# such beautiful ppl on here.. =D



## tinymuffin (Oct 8, 2005)

hey everyone, my name is anna & i came across this forum and absolutely fell in love with it. the tutorials are wonderfil here, and the fotd , everyone is so beautiful =). everything about this site is so helpful & its the best makeup site ive seen in a while, hehe . 

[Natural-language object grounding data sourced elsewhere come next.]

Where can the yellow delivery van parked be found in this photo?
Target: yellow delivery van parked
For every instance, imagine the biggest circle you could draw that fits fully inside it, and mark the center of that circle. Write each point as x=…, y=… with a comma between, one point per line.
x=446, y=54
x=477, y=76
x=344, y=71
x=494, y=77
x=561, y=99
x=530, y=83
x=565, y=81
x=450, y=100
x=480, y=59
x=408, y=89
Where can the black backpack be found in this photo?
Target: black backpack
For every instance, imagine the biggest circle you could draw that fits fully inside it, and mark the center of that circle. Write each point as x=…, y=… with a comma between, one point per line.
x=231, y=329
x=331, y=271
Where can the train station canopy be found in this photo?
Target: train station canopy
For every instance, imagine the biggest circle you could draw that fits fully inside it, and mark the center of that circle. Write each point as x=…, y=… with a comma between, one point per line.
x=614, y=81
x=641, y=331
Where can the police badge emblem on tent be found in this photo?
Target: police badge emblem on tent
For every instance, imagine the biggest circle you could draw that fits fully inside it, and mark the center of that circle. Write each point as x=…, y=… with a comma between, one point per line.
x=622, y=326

well off to more browsing around & getting tips on how to do my makeup. im a noobie to the makeup world, hehe.


----------



## jess98765 (Oct 8, 2005)

well hello anna!! i'm glad your've found this marvelous site!! hope you enjoy browsing and hopefully one day we'll be able to see you on the FOTD!!


----------



## Janice (Oct 8, 2005)

Greetings & Welcome Anna! I'm glad you stopped by and liked the site. 
	

	
	
		
		

		
			





 I hope to see you around soon.


----------



## Juneplum (Oct 8, 2005)

welcome anna!


----------



## Hikaru-chan (Oct 8, 2005)

Welcome to Specktra.


----------



## pumpkincat210 (Oct 8, 2005)

Welcome!


----------



## vloky (Oct 12, 2005)

hi anna!  you're name reminded me of muffinfilms.com which I haven't visited in forever, but it is super cute!


----------



## user3 (Oct 13, 2005)

Welcome!!! I agree with you this a great site! Can't wait to see you around the boards!


----------



## user2 (Oct 13, 2005)

Hi Anna and welcome to Specktra!






I'm sure you'll have as much fun here as we have every day!


----------



## Shawna (Oct 14, 2005)

Welcome to Specktra Anna


----------



## DivineFacez (Oct 15, 2005)

I am new to spectra and I absolutly LOVE it! I would love some friends! I am currently in Make up school at Von Lee. Hope to work for MAC!!!


----------



## singinmys0ng (Oct 15, 2005)

hello and welcome to specktra! Hope you enjoy it here as much as we do :-D


----------



## midnightlouise (Oct 18, 2005)

hello and welcome to Specktra!


----------



## user4 (Oct 20, 2005)

hiiiiiiiiiii..... welcome!


----------



## caffn8me (Oct 20, 2005)

Welcome aboard Anna, I'm sure you'll fit right in here, it's a great site


----------